Augusto Piccio IV is a California-based art director, graphic designer, and academic, working through a process with roots in cultural and visual anthropology—an attempt at understanding how humanity documents and communicates itself to the world. He works closely with Reality SF, designing our BREAD Journals each year and many other beautiful visuals you might see, like design work for our Annual Vision & Prayer.

Nicholas Robles

Nicholas Robles is an interdisciplinary artist, educator, and engineer based in the San Francisco Bay Area. Working at the intersection of material research and cultural inquiry, Robles explores how objects carry memory, identity, and historical weight.

Sam Setthaya

Sam moved to San Francisco in 2015 after feeling called by God to serve with Youth With A Mission San Francisco (YWAM SF).

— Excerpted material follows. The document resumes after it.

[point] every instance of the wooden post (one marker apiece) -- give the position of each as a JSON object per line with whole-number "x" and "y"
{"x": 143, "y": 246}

His artist name is Dinsaww, which means “pencil” in Thai. He loves where he lives, where he comes from, and the places he has visited. In his free time, he enjoys drawing and creating art inspired by architecture and landscapes. He is especially drawn to architecture and landscapes because they tell the history of each place and reflect the beautiful stories that are passed down from generation to generation.

Christine Wu

Christine Wu is a creative who works in ministry here in San Francisco. This pot was inspired by a Möbius strip – a three-dimensional loop that strangely has only one side. At a glance it looks like there is a clear inside and outside, but if you follow the contours of the pot you’ll see that they share the same surface and in a sense, the same side. She made it during a time in her life when she was thinking about what it would take for two people on different sides of something to find a way to each other.

Kelsey Anderson

Kelsey Anderson is a San Francisco–based creative serving in ministry. As a multidisciplinary artist, she explores the intersection of spirituality, storytelling, and creativity through visual art and design. Her practice is rooted in the belief that creativity is both a form of worship and an invitation for others to encounter beauty, reflection, and hope. Kelsey is passionate about cultivating spaces where imagination and faith coexist, and bringing awareness to the Sacred through creative expression.